Is The L.A. Times a sign of the times?

"We have to look at all sort of news solutions of our advertising client." I love the way L.A. Times publisher Eddy Hartenstein tried to explain his way out of a sticky situation. The publisher said he was trying to ensure that The Times could continue to operate. The entire controversy is over a front page ad for an NBC prime-time show. The Times carried a typical banner at the bottom of the front page. But the banner is connected to an ad that resembles a news story, and written from the perspecive of a reporter on a ride-along with L.A. cops. This is a first for one of America's leading newspapers. This opens a debate whether frontpage news is sacred anymore.

The backdrop to all of this is the fact The Times parent company, Tribune is in bankruptcy. As a result The Times has laid-off empoyees, and trimmed costs. Is the latest action a desperate attempt to make money, or a savy marketing plan? The pundits, and readers, and staff have reacted in disgust! I say it's un-ethical to morph advertising, and news even if it's an ad that clearly defines itself as an advertisment in the headline. The ad is written much like a news story, and that's what makes it strange. Something I never thought I'd see on the front page of The Times. 

Welcome to 2009, and the economic fall-out of a disasterous advertising era. If The Times wants to experiment with ads on the front page, they might as well mark off a quarter page to advertising, nothing but ads.
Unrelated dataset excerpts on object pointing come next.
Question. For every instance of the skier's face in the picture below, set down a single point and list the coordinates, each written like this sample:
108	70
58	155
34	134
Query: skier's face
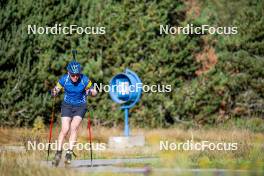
74	77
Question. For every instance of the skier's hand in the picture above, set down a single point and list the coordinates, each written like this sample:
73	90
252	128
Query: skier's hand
53	92
91	92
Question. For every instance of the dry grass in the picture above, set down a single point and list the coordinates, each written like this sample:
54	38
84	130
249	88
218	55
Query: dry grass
248	156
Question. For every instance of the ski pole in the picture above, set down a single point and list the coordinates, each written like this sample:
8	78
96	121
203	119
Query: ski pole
90	136
51	125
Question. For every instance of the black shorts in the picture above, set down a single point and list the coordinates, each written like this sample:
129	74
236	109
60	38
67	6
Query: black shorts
68	110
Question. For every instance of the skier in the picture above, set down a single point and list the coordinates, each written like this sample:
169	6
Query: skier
76	87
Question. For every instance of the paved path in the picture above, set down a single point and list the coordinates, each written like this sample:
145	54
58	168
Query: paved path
111	165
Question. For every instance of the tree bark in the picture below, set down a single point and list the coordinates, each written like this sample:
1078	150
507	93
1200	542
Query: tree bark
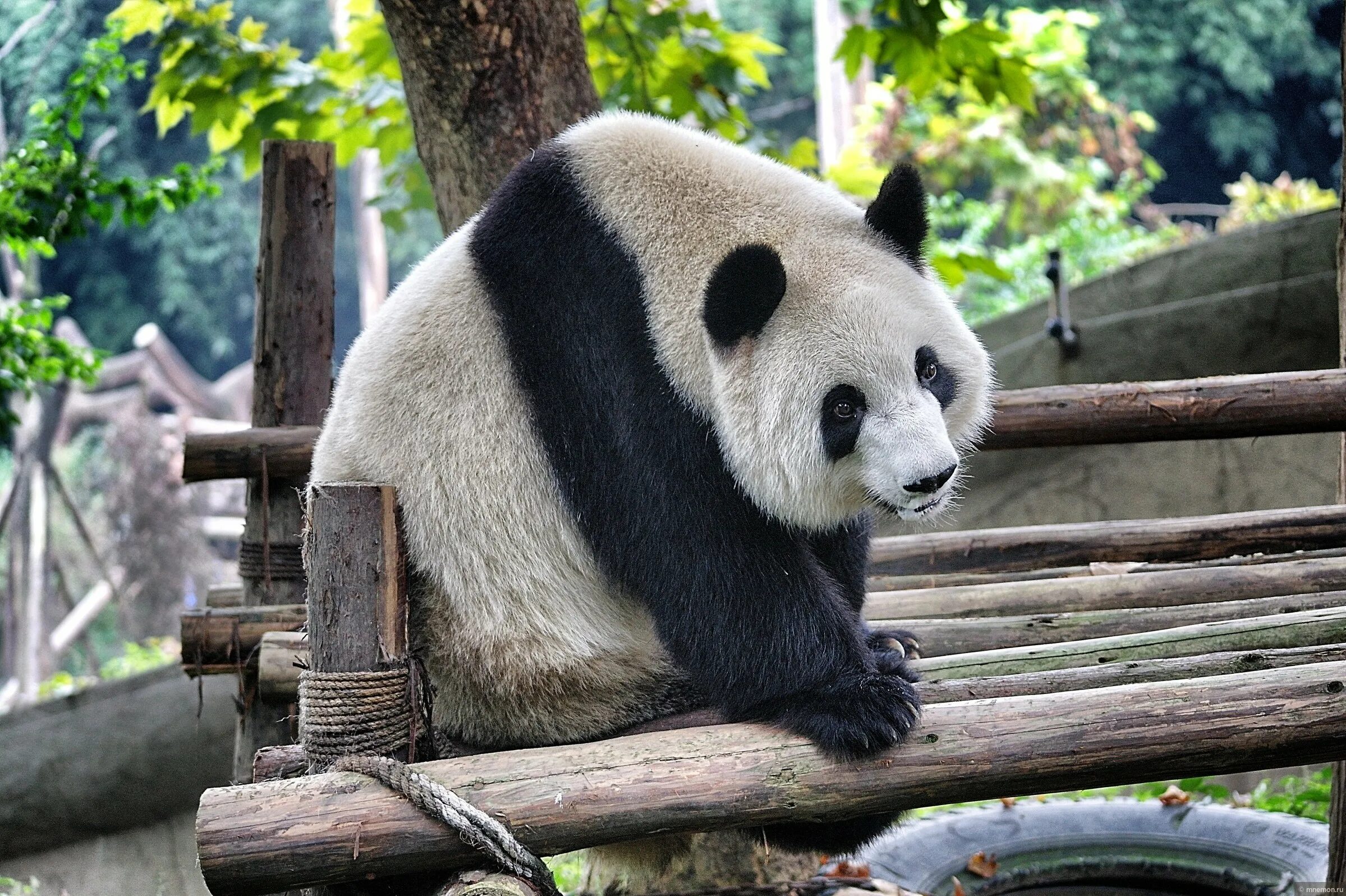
486	82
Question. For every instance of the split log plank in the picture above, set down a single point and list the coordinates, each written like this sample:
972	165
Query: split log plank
945	637
1307	629
1177	539
1165	411
1105	568
1049	416
232	455
337	828
224	640
1111	592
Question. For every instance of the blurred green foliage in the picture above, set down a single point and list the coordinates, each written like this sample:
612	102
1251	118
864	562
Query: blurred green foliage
1244	85
1253	202
53	189
1011	181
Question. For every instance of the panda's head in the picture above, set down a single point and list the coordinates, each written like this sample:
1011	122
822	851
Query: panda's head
844	379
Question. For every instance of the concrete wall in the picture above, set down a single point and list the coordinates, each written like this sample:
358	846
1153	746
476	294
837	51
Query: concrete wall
99	790
1257	300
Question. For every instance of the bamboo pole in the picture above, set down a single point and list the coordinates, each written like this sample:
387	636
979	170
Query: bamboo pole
945	637
1116	568
334	828
1206	408
1112	592
1126	673
1307	629
1177	539
1049	416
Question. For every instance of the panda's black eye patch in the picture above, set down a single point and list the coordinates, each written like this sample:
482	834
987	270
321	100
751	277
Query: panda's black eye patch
935	377
843	411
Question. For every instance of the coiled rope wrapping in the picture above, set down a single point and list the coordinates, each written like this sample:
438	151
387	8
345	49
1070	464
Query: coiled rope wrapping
348	719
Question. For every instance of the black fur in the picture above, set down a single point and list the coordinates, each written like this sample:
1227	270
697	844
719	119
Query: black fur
743	292
899	214
945	385
742	602
839	435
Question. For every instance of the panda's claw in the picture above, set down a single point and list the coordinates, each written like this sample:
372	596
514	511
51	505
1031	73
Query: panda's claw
854	716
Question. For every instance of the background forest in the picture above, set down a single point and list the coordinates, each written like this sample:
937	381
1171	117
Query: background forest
1193	96
131	131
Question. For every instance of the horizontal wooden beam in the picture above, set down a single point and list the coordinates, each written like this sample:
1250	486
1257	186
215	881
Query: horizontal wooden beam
220	641
288	451
1177	539
1304	629
323	829
1111	592
1074	415
1174	410
945	637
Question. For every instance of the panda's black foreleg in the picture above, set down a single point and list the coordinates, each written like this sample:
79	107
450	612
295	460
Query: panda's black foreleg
834	839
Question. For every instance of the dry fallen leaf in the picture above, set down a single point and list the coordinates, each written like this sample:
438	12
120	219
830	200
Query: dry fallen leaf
983	864
1174	796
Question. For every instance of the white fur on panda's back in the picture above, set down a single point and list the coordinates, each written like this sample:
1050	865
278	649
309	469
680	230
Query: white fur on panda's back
530	645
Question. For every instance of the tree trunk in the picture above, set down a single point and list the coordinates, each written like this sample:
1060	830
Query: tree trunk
486	81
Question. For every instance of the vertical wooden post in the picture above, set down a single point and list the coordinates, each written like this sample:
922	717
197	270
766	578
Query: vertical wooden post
357	590
1337	807
292	353
357	579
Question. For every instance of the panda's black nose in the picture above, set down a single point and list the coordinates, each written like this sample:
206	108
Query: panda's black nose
930	484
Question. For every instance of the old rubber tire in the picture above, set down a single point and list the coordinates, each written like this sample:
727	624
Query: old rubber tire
1104	848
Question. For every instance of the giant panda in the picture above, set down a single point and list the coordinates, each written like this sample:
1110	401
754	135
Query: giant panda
638	412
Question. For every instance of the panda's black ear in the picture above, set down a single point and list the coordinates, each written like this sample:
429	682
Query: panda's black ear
899	213
743	292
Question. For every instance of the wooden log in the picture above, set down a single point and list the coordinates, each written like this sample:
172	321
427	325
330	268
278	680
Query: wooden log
1105	568
292	352
235	455
1208	408
281	657
1177	539
1307	629
1337	802
268	836
227	640
1073	415
357	584
945	637
1126	673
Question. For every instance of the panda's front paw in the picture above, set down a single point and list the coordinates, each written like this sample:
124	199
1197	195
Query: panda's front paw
856	715
892	649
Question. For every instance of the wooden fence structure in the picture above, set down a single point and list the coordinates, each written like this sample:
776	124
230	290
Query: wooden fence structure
1056	657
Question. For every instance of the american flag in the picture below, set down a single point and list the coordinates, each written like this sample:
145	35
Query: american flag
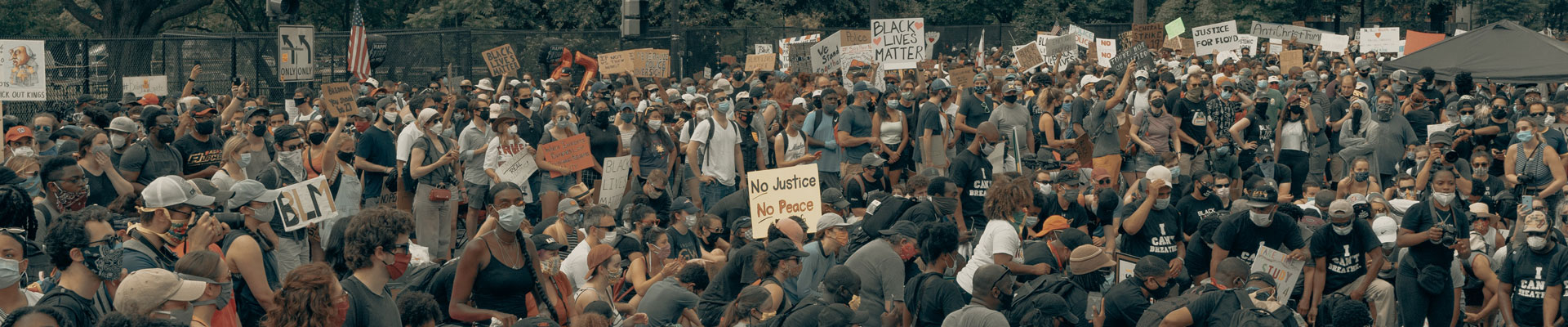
358	54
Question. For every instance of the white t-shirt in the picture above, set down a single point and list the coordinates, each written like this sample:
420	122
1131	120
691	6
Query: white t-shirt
998	238
720	159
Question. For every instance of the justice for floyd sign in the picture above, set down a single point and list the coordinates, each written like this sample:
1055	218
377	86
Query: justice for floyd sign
783	192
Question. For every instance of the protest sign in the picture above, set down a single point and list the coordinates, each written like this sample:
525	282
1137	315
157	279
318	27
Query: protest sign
571	153
1104	49
825	54
1283	269
1380	40
305	204
1286	32
899	43
1029	57
1416	40
1175	29
337	100
764	61
145	83
502	60
1215	37
783	192
295	52
613	184
1334	43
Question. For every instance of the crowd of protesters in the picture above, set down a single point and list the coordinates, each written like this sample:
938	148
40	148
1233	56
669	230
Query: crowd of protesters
1080	195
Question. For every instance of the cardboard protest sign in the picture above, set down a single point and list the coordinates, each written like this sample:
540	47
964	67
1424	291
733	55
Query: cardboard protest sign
764	61
24	66
502	60
783	192
1334	43
571	153
825	54
1288	32
899	43
1380	40
1416	41
1104	49
1283	269
1175	29
1215	37
1029	57
337	100
613	184
145	83
305	204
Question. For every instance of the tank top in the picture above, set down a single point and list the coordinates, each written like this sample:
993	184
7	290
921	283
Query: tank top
502	288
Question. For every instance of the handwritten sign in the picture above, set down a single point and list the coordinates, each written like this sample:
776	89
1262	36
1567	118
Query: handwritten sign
764	61
1029	57
571	153
1215	37
613	184
24	69
305	204
1283	269
337	100
502	60
899	43
783	192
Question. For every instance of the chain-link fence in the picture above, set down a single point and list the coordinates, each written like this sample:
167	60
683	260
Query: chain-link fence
96	66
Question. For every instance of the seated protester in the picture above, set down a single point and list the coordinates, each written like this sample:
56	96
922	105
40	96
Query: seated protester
168	219
823	253
930	296
993	288
1126	301
157	293
376	249
673	299
1261	225
1530	294
1218	308
1343	252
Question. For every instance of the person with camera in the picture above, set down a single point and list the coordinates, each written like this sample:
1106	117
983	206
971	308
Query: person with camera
1432	231
172	216
248	249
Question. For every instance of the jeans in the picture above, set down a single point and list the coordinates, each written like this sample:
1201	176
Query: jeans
433	222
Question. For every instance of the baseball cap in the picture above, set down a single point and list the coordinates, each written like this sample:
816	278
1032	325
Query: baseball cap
1089	258
250	190
1339	209
170	190
146	289
546	243
835	199
830	221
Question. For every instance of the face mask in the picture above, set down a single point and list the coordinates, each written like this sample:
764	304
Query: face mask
102	260
510	219
1261	219
206	128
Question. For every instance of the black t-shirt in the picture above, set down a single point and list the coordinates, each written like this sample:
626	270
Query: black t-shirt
1191	211
937	298
1419	219
1159	235
1344	255
1530	274
1242	238
973	173
199	155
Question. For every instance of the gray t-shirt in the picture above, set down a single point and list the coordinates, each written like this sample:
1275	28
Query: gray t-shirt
153	163
666	301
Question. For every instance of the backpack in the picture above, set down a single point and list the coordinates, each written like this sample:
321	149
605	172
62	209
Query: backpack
1254	316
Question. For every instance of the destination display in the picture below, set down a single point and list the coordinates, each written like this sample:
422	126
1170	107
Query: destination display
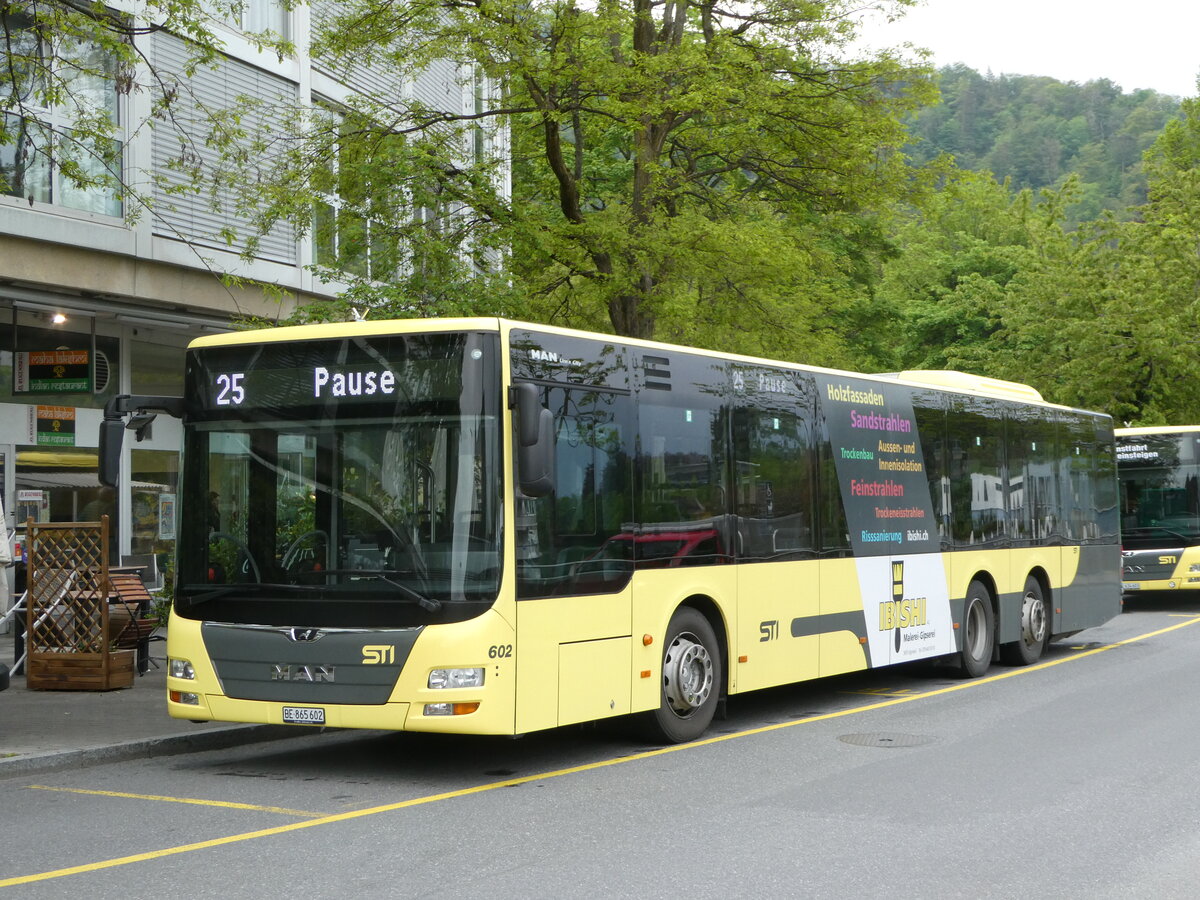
353	372
885	490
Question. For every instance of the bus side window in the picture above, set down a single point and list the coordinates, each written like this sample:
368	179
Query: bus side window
576	540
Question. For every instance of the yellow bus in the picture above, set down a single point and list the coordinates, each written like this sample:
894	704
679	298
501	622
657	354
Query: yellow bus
491	527
1159	480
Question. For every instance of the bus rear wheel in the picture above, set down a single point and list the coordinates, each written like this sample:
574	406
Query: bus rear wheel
978	631
691	678
1035	628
How about a suppliment ad-page behind the front page, or even those sticky-post-its with an ad, and corresponding content. There are better ways to clearly seperate news content from ads especially on the front page.

We may all be crying foul for nothing. Newspapers are folding, and more content, even entire editions are carried on the internet. Look at an internet page. We are bombarded with ads that even pop out inside the content. On some sites I feel I'm navigating an obstacle course. News content is usually wrapped around ads. I've often clicked onto something that seemed like content, and it turned out to be an ad disguised as news content. I feel this is dangerous, and a further erosion of news standards.

Television news has it's own experiments with this type of marketing. Local stations are guilty of expanding a morning news talk segment into a car commercial. One morning talk show in San Diego is nothing but an infomercial. My favorites are the gas give-aways on past newscasts, or the techniques of giving away other prizes for watching news.  What about covering news, and providing viewers a real service.  Sure we're all interested in getting news for free, and I'm all for new experimental models in journalism, but we can't help but wonder if the news we're getting is clear of bias, or commercial intent.